Project description:Cancer stem cells (CSCs) residing in colorectal cancer tissues have tumorigenic capacity and contribute to chemotherapeutic resistance and disease relapse. It is well known that the survival of colorectal CSCs after 5-Fluorouracil (5-FU)-based therapy leads to cancer recurrence. Thus CSCs represent a promising drug target. Here, we designed and synthesized novel hybrid molecules linking 5-FU with the plant-derived compound thymoquinone (TQ) and tested the potential of individual compounds and their combination to eliminate colorectal CSCs.

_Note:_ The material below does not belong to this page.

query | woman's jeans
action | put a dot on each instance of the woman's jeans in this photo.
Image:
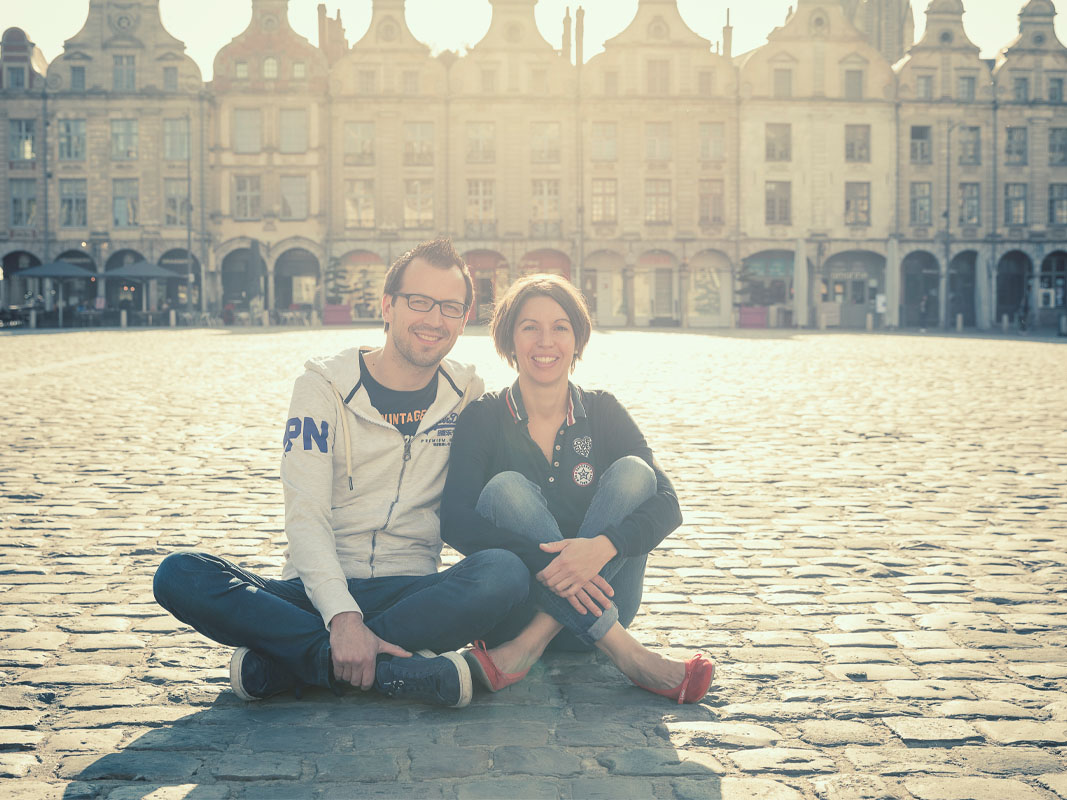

SARB hybrid showed augmented cytotoxicity against colorectal cancer cells. Data obtained via Nanostring nCounter Gene Expression Assay (Pan Cancer Pathway Panel). Nanostring analysis revealed a unique signature of dysregulated gene expression in response to the combination of TQ and 5-FU (Combi) and SARB treatment. Importantly, two principle stem cell regulatory pathways WNT/ß-Catenin and PI3K/AKT were found to be downregulated after hybrid treatment. Overall design: In this study three biological replicates of each treatment and of the untreated control cells were included. HCT116 cells were treated for 24 h with the individual compounds, the combination of them and with the hybrid compound. We aimed to reveal differences in gene expression between treated and untreated cells as well as the differences on gene expression among different treatments.